Sadly our indulgence of him is not over yet.

His family scrounged hundreds of thousands of pounds in state handouts after he arrived here on a fake passport in 1993.

Surely took advantage of the welfare state like every other citizen can?

He was granted asylum despite a dossier detailing his extensive links with terrorists.

Taxpayers have since forked out £140,000 to keep him locked up and a scandalous £200,000 in Legal Aid for him to fight the deportation he obviously merits.

This despite £180,000 in cash being found at his home.

Well, if this £180,000 was his, it should be used to pay for his legal representation. If it isn't, there isn't much that can be done about it. Being a "terrorist suspect" does not and never should disqualify you from seeking legal aid. If the government had attempted to try him instead of simply getting rid of him, then he might well be now languishing in a cell like Abu Hamza.

This is the man whose sermons against the West inspired the 9/11 hijackers. How he must chuckle as a Western legal system continues to bend over backwards for him.

Or continues to treat him like anyone else would be. Whichever you prefer.

At least one obstacle to his exit is gone: Jordan, where he has already been convicted of terror attacks, has agreed not to torture him.

A pity, but we all have to compromise.

The Sun being witty about a man potentially being tortured? Who woulda thunk it?!

Elsewhere, the Sun reports on the judge rightly chastising the police for remanding in custody the teenager who so nearly shot dead dear old Dave Cameron with his converted fingers:

A JUDGE attacked cops yesterday for locking up a hoodie who pointed an imaginary gun at Tory leader David Cameron.

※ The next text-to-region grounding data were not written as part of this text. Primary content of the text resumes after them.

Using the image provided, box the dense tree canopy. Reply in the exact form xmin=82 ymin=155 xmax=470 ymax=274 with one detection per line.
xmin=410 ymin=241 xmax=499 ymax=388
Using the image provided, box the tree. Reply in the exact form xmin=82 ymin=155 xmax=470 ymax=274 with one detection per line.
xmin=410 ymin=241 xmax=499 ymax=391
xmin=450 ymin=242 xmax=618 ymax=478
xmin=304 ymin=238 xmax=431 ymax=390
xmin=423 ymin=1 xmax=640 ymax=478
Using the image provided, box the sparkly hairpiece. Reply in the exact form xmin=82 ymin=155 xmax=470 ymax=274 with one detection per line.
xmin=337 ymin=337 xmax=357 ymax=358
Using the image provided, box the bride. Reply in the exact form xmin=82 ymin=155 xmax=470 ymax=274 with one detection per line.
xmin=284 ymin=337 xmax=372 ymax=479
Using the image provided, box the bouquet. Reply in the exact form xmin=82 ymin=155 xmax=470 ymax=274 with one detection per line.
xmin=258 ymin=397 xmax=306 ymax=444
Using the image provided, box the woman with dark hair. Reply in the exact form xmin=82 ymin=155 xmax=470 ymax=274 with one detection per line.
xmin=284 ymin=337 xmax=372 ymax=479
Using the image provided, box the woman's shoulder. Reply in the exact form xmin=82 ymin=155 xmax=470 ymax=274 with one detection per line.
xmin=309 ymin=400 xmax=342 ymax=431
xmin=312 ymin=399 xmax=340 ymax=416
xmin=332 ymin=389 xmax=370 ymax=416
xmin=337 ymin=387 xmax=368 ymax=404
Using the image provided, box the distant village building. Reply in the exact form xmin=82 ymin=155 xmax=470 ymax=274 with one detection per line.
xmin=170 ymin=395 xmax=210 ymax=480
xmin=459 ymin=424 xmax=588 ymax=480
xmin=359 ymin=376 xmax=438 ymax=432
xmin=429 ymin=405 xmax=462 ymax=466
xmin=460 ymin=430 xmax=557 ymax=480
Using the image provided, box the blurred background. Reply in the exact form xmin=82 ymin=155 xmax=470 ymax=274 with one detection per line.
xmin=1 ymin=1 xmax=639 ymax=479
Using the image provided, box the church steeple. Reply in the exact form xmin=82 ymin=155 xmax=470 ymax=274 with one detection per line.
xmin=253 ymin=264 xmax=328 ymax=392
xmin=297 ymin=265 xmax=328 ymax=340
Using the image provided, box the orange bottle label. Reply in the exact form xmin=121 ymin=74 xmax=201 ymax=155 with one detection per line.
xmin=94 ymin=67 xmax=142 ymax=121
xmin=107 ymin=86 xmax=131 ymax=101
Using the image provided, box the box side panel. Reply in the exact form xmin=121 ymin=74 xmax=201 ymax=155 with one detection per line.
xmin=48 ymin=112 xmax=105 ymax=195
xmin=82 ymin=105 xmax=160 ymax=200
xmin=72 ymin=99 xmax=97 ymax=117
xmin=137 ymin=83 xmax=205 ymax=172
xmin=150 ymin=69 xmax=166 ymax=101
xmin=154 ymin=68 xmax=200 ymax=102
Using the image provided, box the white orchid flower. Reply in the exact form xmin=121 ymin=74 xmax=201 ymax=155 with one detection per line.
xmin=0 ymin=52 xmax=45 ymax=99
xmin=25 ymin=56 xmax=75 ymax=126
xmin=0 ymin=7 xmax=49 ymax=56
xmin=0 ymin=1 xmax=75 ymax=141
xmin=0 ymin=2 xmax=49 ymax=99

Judge Wendy Lloyd said she was “concerned” the yob, 17, had been kept in custody for possessing just £5 of cannabis.

She said: “I am extremely angry about this case. There are robbers and burglars at large. But if you make a silly gesture behind Mr Cameron’s back then you are remanded in custody.”

She fined the lout £25 and released him from custody, where he had been held since Saturday. He faces a burglary rap next week.

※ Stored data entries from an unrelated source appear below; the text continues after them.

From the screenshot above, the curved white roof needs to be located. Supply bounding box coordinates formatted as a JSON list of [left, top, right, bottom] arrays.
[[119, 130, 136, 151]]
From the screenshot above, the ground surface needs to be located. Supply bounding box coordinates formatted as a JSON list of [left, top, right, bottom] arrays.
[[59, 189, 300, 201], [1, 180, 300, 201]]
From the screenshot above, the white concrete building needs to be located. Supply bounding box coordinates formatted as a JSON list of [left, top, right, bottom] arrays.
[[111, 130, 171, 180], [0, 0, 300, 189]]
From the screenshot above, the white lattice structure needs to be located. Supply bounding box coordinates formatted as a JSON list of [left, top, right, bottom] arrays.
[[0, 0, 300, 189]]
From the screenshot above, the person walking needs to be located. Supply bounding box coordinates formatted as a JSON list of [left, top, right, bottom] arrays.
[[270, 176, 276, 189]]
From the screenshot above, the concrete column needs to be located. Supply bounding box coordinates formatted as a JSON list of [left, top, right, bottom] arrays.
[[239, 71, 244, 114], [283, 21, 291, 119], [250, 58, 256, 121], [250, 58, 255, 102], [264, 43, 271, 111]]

It's been a while since I last indulged, but back then an eighth was £10. If prices have stayed broadly the same, he had about a sixteenth of the drug, which is barely enough for a couple of spliffs. Cannabis is a Class C drug, and until recently possession of such a small amount as this young man had would not have been an arrestable offence, unless there were mitigating circumstances. It seems that his boasting was enough for the police to raid his house, and the tiny amount he possessed resulted in his appearance before the judge and being remanded in custody.

You can argue about the merits of the police going after casual drug users, yet there seems to have been little reason for him being kept in custody. He is as the police themselves recognise tagged and under curfew. For such a minor offence, there was no reason for keeping him in, other than to make an example of him.

But police were furious at the judge’s reprimand. A senior source said: “The comments are unbelievable. Maybe this lad will get sent on a holiday camp or skiing to show him the error of his ways.

“He’s already tagged for previous offences. It’s a case of another judge who doesn’t know the reality of life. We certainly hope for the judge’s sake that he doesn’t re-offend.

“We took proper guidance and it was completely correct that he was kept in custody.”

The fact that he's tagged for previous offences doesn't matter when he was arrested simply for possessing a tiny amount of a drug. The whole thing was a complete waste of time and effort on the police's part, and their petulance at being given a dressing down for seeking such publicity by arresting the kid in the first place, when they could have just confiscated his weed and gave him a caution is telling. This isn't to defend the boy for being a thick little prick, but the police ought to know when to leave something alone, and this was one of those cases. He'd already proved that he was a moron, and the police's interference has if anything victimised him for simply being an idle prat around a politician.

Not Saussure also made some good points surrounding the case and contempt of court, and although I haven't named him in this post, the whole issue is something of a grey area.